# RZR S 800 Brakes Sticking...Anyone??



## muddaddict

I have an 09 RZR S 800 with 700 miles on it. I have had it sitting for about 3 months without being ridden. Anyway, I had a brand new motor dropped in it and since Ive had it home, I noticed the brakes are engaged at all times, as if I am pressing the brakes down. Sometimes I can roll it forward and then in reverse and it will free up. Or, sometimes it will start out stuck and if I let the bike sit for a while, they will release. Its the craziest thing. I have no idea where to start. My wife does ride a lot of water/mud so maybe the brake pedal is rusty?? Or maybe something go into the master cylinder and caused one of the valves to stick?? Anyway, if there is anyone has had some experience with this issue, please let me know some pointers on how to get it fixed. 

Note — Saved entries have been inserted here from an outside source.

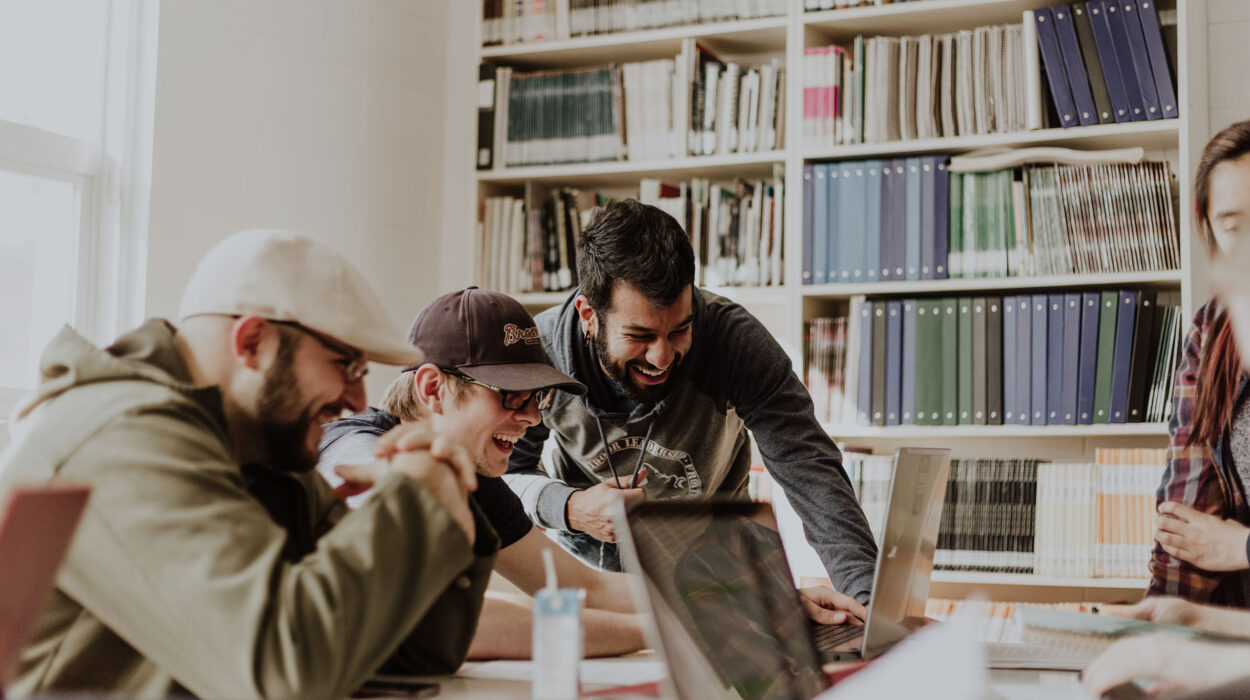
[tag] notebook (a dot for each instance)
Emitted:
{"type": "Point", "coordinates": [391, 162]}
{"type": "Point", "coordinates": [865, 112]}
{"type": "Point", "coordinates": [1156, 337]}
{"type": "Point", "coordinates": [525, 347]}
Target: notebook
{"type": "Point", "coordinates": [725, 610]}
{"type": "Point", "coordinates": [36, 525]}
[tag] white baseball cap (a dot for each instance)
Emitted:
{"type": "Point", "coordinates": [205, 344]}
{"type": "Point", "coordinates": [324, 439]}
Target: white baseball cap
{"type": "Point", "coordinates": [289, 276]}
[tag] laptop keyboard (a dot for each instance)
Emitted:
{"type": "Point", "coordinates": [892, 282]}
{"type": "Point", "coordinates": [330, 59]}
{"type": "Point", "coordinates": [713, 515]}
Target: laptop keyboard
{"type": "Point", "coordinates": [830, 636]}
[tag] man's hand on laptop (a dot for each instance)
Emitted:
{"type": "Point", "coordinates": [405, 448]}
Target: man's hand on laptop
{"type": "Point", "coordinates": [828, 606]}
{"type": "Point", "coordinates": [590, 510]}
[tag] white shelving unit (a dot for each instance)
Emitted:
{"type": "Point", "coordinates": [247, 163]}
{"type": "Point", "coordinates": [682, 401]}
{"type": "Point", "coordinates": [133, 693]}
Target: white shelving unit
{"type": "Point", "coordinates": [785, 309]}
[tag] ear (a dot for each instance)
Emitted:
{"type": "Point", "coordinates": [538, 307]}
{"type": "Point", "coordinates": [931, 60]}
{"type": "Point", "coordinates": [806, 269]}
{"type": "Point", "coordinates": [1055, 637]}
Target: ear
{"type": "Point", "coordinates": [248, 340]}
{"type": "Point", "coordinates": [429, 383]}
{"type": "Point", "coordinates": [588, 316]}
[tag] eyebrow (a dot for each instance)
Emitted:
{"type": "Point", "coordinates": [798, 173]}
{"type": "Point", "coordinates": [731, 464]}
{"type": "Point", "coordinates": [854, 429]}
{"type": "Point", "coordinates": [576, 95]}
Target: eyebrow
{"type": "Point", "coordinates": [644, 329]}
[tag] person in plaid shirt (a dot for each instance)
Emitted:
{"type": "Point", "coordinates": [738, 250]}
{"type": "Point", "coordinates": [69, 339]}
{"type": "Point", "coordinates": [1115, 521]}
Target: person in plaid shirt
{"type": "Point", "coordinates": [1201, 534]}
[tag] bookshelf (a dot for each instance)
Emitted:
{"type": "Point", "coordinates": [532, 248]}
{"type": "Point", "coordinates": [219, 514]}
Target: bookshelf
{"type": "Point", "coordinates": [786, 308]}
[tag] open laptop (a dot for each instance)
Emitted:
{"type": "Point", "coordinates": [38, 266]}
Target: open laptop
{"type": "Point", "coordinates": [36, 525]}
{"type": "Point", "coordinates": [724, 605]}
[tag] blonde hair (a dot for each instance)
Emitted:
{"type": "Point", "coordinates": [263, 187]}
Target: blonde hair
{"type": "Point", "coordinates": [400, 398]}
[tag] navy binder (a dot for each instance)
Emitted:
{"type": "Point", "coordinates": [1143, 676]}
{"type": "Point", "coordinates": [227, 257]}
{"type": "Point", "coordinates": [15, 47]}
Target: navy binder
{"type": "Point", "coordinates": [833, 246]}
{"type": "Point", "coordinates": [1038, 373]}
{"type": "Point", "coordinates": [1090, 305]}
{"type": "Point", "coordinates": [1074, 65]}
{"type": "Point", "coordinates": [864, 388]}
{"type": "Point", "coordinates": [908, 409]}
{"type": "Point", "coordinates": [808, 221]}
{"type": "Point", "coordinates": [1114, 18]}
{"type": "Point", "coordinates": [1121, 363]}
{"type": "Point", "coordinates": [1140, 59]}
{"type": "Point", "coordinates": [1071, 356]}
{"type": "Point", "coordinates": [1024, 360]}
{"type": "Point", "coordinates": [941, 218]}
{"type": "Point", "coordinates": [1159, 65]}
{"type": "Point", "coordinates": [1051, 60]}
{"type": "Point", "coordinates": [893, 361]}
{"type": "Point", "coordinates": [914, 203]}
{"type": "Point", "coordinates": [820, 220]}
{"type": "Point", "coordinates": [1010, 351]}
{"type": "Point", "coordinates": [1055, 359]}
{"type": "Point", "coordinates": [994, 360]}
{"type": "Point", "coordinates": [1116, 93]}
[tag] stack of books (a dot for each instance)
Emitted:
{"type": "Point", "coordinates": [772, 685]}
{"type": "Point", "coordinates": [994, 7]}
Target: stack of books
{"type": "Point", "coordinates": [1105, 61]}
{"type": "Point", "coordinates": [913, 219]}
{"type": "Point", "coordinates": [904, 88]}
{"type": "Point", "coordinates": [695, 104]}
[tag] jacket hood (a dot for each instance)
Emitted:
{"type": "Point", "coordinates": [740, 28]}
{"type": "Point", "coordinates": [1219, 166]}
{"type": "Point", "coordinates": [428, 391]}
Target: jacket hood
{"type": "Point", "coordinates": [145, 354]}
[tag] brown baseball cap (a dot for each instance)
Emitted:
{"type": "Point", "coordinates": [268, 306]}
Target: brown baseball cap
{"type": "Point", "coordinates": [488, 336]}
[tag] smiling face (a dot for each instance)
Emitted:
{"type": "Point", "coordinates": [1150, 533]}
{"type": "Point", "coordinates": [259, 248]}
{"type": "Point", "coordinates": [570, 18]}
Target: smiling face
{"type": "Point", "coordinates": [475, 416]}
{"type": "Point", "coordinates": [639, 344]}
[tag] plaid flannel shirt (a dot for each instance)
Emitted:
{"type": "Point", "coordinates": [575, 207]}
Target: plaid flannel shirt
{"type": "Point", "coordinates": [1199, 476]}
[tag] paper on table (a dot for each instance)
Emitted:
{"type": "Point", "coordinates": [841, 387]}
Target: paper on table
{"type": "Point", "coordinates": [595, 671]}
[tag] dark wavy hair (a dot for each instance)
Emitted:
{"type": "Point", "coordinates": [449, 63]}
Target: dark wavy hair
{"type": "Point", "coordinates": [1219, 369]}
{"type": "Point", "coordinates": [636, 244]}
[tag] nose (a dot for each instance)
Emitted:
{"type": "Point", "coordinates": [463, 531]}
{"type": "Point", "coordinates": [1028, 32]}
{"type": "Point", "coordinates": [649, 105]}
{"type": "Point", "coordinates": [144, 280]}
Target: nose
{"type": "Point", "coordinates": [660, 354]}
{"type": "Point", "coordinates": [354, 396]}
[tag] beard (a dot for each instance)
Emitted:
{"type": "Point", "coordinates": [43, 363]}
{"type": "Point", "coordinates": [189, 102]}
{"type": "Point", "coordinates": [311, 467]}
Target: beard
{"type": "Point", "coordinates": [285, 439]}
{"type": "Point", "coordinates": [619, 373]}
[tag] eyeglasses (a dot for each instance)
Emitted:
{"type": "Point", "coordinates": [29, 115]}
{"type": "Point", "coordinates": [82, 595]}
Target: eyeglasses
{"type": "Point", "coordinates": [354, 365]}
{"type": "Point", "coordinates": [514, 400]}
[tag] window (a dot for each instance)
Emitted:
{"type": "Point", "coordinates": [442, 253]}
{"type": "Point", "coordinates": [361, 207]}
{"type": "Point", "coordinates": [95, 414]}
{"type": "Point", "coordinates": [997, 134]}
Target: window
{"type": "Point", "coordinates": [76, 101]}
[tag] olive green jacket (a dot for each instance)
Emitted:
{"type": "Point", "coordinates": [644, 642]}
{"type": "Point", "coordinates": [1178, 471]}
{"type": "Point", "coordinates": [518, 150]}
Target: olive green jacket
{"type": "Point", "coordinates": [193, 574]}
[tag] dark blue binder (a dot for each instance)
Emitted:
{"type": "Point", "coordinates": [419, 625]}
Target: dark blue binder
{"type": "Point", "coordinates": [914, 206]}
{"type": "Point", "coordinates": [941, 216]}
{"type": "Point", "coordinates": [1055, 359]}
{"type": "Point", "coordinates": [808, 221]}
{"type": "Point", "coordinates": [1121, 363]}
{"type": "Point", "coordinates": [1010, 351]}
{"type": "Point", "coordinates": [908, 410]}
{"type": "Point", "coordinates": [1074, 65]}
{"type": "Point", "coordinates": [1159, 65]}
{"type": "Point", "coordinates": [1140, 59]}
{"type": "Point", "coordinates": [1114, 18]}
{"type": "Point", "coordinates": [851, 218]}
{"type": "Point", "coordinates": [893, 361]}
{"type": "Point", "coordinates": [1051, 60]}
{"type": "Point", "coordinates": [1116, 93]}
{"type": "Point", "coordinates": [833, 246]}
{"type": "Point", "coordinates": [1071, 356]}
{"type": "Point", "coordinates": [1024, 360]}
{"type": "Point", "coordinates": [864, 386]}
{"type": "Point", "coordinates": [871, 195]}
{"type": "Point", "coordinates": [1090, 305]}
{"type": "Point", "coordinates": [1038, 371]}
{"type": "Point", "coordinates": [820, 220]}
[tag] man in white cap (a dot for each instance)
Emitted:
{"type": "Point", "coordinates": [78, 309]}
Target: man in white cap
{"type": "Point", "coordinates": [211, 559]}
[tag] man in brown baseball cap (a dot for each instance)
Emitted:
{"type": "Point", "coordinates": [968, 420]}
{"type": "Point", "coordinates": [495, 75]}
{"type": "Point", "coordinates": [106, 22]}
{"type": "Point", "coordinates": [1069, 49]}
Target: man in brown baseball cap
{"type": "Point", "coordinates": [483, 383]}
{"type": "Point", "coordinates": [211, 560]}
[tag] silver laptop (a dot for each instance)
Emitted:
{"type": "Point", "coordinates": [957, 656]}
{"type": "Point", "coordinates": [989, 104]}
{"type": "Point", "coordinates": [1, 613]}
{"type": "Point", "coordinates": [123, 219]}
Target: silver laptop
{"type": "Point", "coordinates": [725, 610]}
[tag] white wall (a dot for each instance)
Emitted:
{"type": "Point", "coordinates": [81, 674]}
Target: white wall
{"type": "Point", "coordinates": [323, 115]}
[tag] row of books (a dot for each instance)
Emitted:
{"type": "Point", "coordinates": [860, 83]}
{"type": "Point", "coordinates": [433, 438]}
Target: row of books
{"type": "Point", "coordinates": [736, 230]}
{"type": "Point", "coordinates": [515, 21]}
{"type": "Point", "coordinates": [1058, 359]}
{"type": "Point", "coordinates": [905, 88]}
{"type": "Point", "coordinates": [913, 219]}
{"type": "Point", "coordinates": [1030, 516]}
{"type": "Point", "coordinates": [1105, 61]}
{"type": "Point", "coordinates": [648, 110]}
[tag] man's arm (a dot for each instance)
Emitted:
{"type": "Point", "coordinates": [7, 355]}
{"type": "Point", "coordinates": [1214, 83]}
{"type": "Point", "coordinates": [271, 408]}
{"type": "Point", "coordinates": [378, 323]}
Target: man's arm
{"type": "Point", "coordinates": [545, 499]}
{"type": "Point", "coordinates": [800, 456]}
{"type": "Point", "coordinates": [183, 563]}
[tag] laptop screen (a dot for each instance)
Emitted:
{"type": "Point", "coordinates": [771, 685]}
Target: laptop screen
{"type": "Point", "coordinates": [724, 600]}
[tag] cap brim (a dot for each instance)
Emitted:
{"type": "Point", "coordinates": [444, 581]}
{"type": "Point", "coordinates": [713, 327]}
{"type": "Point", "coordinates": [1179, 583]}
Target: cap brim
{"type": "Point", "coordinates": [526, 376]}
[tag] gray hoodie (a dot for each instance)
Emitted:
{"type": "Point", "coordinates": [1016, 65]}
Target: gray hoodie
{"type": "Point", "coordinates": [734, 379]}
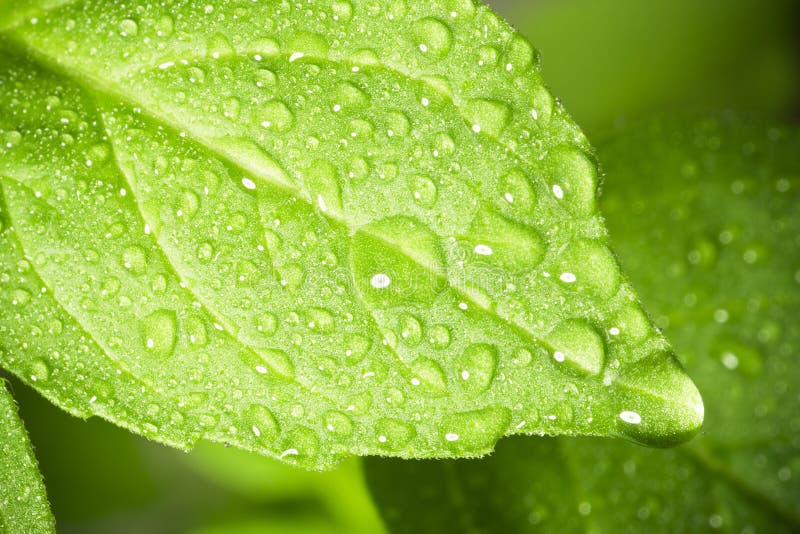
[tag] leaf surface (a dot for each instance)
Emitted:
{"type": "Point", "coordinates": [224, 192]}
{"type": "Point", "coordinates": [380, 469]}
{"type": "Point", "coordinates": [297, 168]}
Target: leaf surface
{"type": "Point", "coordinates": [312, 229]}
{"type": "Point", "coordinates": [23, 500]}
{"type": "Point", "coordinates": [705, 217]}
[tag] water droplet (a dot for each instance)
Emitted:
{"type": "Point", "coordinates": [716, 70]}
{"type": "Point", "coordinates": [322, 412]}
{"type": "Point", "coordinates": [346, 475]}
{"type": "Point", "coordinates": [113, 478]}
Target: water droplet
{"type": "Point", "coordinates": [196, 330]}
{"type": "Point", "coordinates": [338, 423]}
{"type": "Point", "coordinates": [632, 325]}
{"type": "Point", "coordinates": [514, 246]}
{"type": "Point", "coordinates": [159, 332]}
{"type": "Point", "coordinates": [20, 297]}
{"type": "Point", "coordinates": [301, 447]}
{"type": "Point", "coordinates": [39, 371]}
{"type": "Point", "coordinates": [320, 320]}
{"type": "Point", "coordinates": [164, 26]}
{"type": "Point", "coordinates": [488, 56]}
{"type": "Point", "coordinates": [11, 138]}
{"type": "Point", "coordinates": [477, 430]}
{"type": "Point", "coordinates": [407, 253]}
{"type": "Point", "coordinates": [356, 349]}
{"type": "Point", "coordinates": [322, 180]}
{"type": "Point", "coordinates": [307, 44]}
{"type": "Point", "coordinates": [432, 37]}
{"type": "Point", "coordinates": [737, 355]}
{"type": "Point", "coordinates": [575, 176]}
{"type": "Point", "coordinates": [666, 402]}
{"type": "Point", "coordinates": [589, 266]}
{"type": "Point", "coordinates": [476, 366]}
{"type": "Point", "coordinates": [291, 276]}
{"type": "Point", "coordinates": [519, 55]}
{"type": "Point", "coordinates": [267, 323]}
{"type": "Point", "coordinates": [128, 28]}
{"type": "Point", "coordinates": [205, 252]}
{"type": "Point", "coordinates": [410, 330]}
{"type": "Point", "coordinates": [394, 434]}
{"type": "Point", "coordinates": [247, 273]}
{"type": "Point", "coordinates": [219, 46]}
{"type": "Point", "coordinates": [487, 116]}
{"type": "Point", "coordinates": [577, 346]}
{"type": "Point", "coordinates": [269, 361]}
{"type": "Point", "coordinates": [428, 376]}
{"type": "Point", "coordinates": [342, 10]}
{"type": "Point", "coordinates": [134, 259]}
{"type": "Point", "coordinates": [423, 190]}
{"type": "Point", "coordinates": [397, 124]}
{"type": "Point", "coordinates": [349, 96]}
{"type": "Point", "coordinates": [231, 107]}
{"type": "Point", "coordinates": [518, 192]}
{"type": "Point", "coordinates": [439, 336]}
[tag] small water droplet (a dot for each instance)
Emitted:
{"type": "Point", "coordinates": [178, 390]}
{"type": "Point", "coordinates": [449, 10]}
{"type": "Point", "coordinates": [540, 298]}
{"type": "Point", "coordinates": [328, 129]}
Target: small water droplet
{"type": "Point", "coordinates": [394, 434]}
{"type": "Point", "coordinates": [487, 116]}
{"type": "Point", "coordinates": [423, 190]}
{"type": "Point", "coordinates": [410, 330]}
{"type": "Point", "coordinates": [476, 430]}
{"type": "Point", "coordinates": [432, 37]}
{"type": "Point", "coordinates": [128, 28]}
{"type": "Point", "coordinates": [159, 332]}
{"type": "Point", "coordinates": [134, 259]}
{"type": "Point", "coordinates": [428, 376]}
{"type": "Point", "coordinates": [577, 346]}
{"type": "Point", "coordinates": [338, 423]}
{"type": "Point", "coordinates": [476, 366]}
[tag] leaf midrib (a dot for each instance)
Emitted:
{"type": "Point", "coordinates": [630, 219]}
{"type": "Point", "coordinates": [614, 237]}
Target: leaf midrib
{"type": "Point", "coordinates": [97, 86]}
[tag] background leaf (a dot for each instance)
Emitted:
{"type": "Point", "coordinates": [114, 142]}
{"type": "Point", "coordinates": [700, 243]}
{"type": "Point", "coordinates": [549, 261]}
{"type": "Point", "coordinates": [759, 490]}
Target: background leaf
{"type": "Point", "coordinates": [23, 500]}
{"type": "Point", "coordinates": [706, 220]}
{"type": "Point", "coordinates": [307, 230]}
{"type": "Point", "coordinates": [625, 58]}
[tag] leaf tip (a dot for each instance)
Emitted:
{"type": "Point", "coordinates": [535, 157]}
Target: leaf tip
{"type": "Point", "coordinates": [658, 404]}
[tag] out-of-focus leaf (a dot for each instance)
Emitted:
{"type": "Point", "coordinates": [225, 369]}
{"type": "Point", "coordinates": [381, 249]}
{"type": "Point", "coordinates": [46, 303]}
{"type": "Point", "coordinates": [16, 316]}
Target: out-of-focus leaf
{"type": "Point", "coordinates": [23, 500]}
{"type": "Point", "coordinates": [311, 229]}
{"type": "Point", "coordinates": [706, 216]}
{"type": "Point", "coordinates": [628, 57]}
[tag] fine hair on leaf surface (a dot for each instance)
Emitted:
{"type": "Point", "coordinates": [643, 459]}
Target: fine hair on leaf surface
{"type": "Point", "coordinates": [312, 230]}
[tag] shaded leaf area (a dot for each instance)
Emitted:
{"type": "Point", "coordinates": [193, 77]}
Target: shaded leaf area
{"type": "Point", "coordinates": [705, 217]}
{"type": "Point", "coordinates": [313, 230]}
{"type": "Point", "coordinates": [23, 499]}
{"type": "Point", "coordinates": [104, 479]}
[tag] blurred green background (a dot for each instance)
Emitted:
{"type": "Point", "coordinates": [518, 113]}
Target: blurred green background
{"type": "Point", "coordinates": [608, 61]}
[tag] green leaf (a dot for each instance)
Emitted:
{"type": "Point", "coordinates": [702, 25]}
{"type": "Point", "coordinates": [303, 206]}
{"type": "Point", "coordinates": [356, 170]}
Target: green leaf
{"type": "Point", "coordinates": [313, 230]}
{"type": "Point", "coordinates": [706, 221]}
{"type": "Point", "coordinates": [23, 500]}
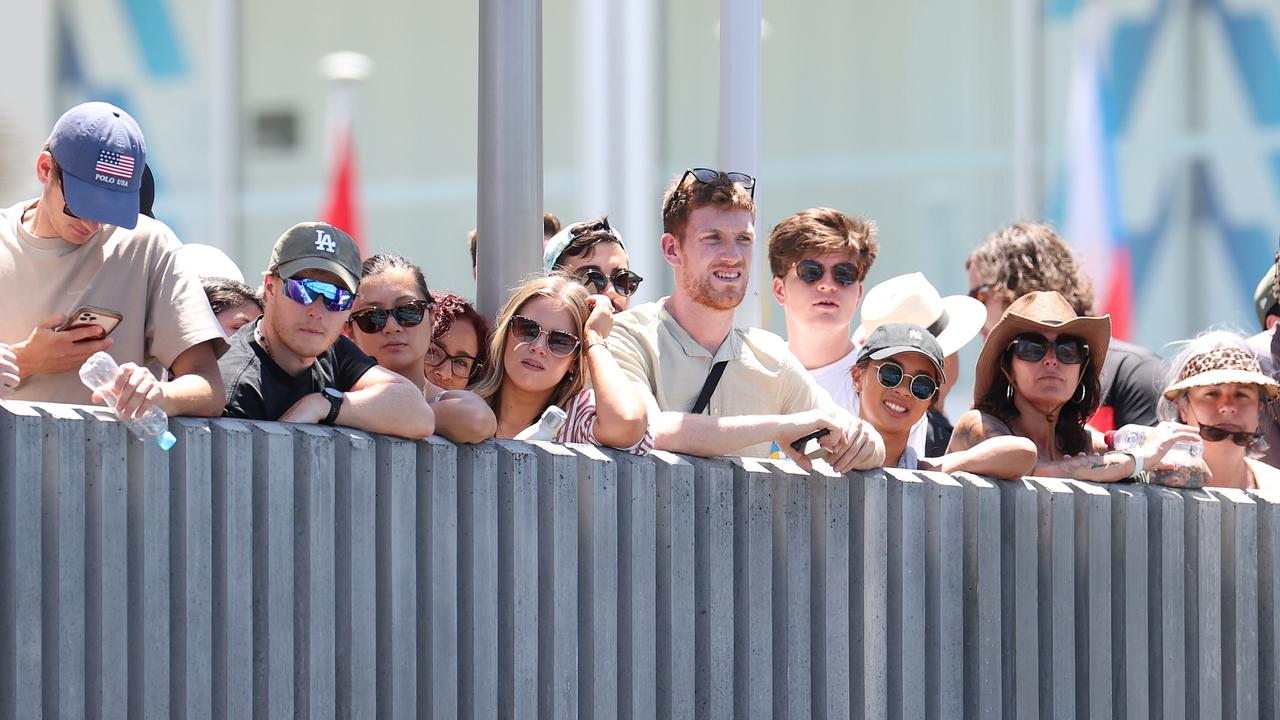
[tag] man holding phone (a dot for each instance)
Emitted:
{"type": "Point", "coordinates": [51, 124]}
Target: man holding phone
{"type": "Point", "coordinates": [82, 272]}
{"type": "Point", "coordinates": [714, 388]}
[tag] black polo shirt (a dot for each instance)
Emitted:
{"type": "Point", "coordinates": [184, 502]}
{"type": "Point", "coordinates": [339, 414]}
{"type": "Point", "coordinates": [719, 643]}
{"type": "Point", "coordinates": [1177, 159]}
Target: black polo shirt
{"type": "Point", "coordinates": [259, 390]}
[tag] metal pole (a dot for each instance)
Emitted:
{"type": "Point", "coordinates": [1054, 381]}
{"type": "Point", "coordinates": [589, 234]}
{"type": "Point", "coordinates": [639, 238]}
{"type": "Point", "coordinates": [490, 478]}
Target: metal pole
{"type": "Point", "coordinates": [639, 200]}
{"type": "Point", "coordinates": [740, 121]}
{"type": "Point", "coordinates": [510, 204]}
{"type": "Point", "coordinates": [597, 123]}
{"type": "Point", "coordinates": [1024, 41]}
{"type": "Point", "coordinates": [223, 136]}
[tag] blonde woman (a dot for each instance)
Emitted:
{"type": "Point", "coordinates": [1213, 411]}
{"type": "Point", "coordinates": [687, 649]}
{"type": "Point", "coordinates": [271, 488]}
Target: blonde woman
{"type": "Point", "coordinates": [551, 338]}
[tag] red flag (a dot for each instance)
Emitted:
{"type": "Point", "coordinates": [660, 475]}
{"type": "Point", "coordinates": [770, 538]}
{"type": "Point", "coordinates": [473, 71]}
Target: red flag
{"type": "Point", "coordinates": [342, 201]}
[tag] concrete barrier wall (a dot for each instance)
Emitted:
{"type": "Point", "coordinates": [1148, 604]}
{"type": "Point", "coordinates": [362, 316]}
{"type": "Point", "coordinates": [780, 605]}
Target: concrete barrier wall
{"type": "Point", "coordinates": [266, 570]}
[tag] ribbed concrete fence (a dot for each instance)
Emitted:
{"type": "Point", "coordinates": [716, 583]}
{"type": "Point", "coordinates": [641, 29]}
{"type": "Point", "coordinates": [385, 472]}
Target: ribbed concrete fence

Things I have already tried: 
Checking Fluid level 
Checked for built up pressure 
WD40'd the entire brake system 
Checked for bent, broken, pinched, leaking lines 

Any help is greatly appreciated.


----------



## muddaholic 09

well Ill say this. my breaks froze up on me due to a very bad choice. I broke a break line at nats this year so I pinched it off. here is the really bad choice I made, but it was all I had at the time. so let me make this very clear to everyone TRANSIMATION fluid does not work in the break system of a rzr. it did however work of sat night but we did a lot of water riding so the fluid stayed cool. but the next time I rode it the master cylinder seals gave out and the breaks locked up. everyone said I would have been better off putting water in my breaks. but I trusted my friend cause he is an engineer for husk varna and is a pretty good mechanic.. but all and all it was a 125$ mistake that I got lucky and warnty covered it so I just let the dealership keep the new one and they gave me my money back. 

so let me say that if u can push ur breaks all the way with no pressure then ur master cylinder is prob bad.


----------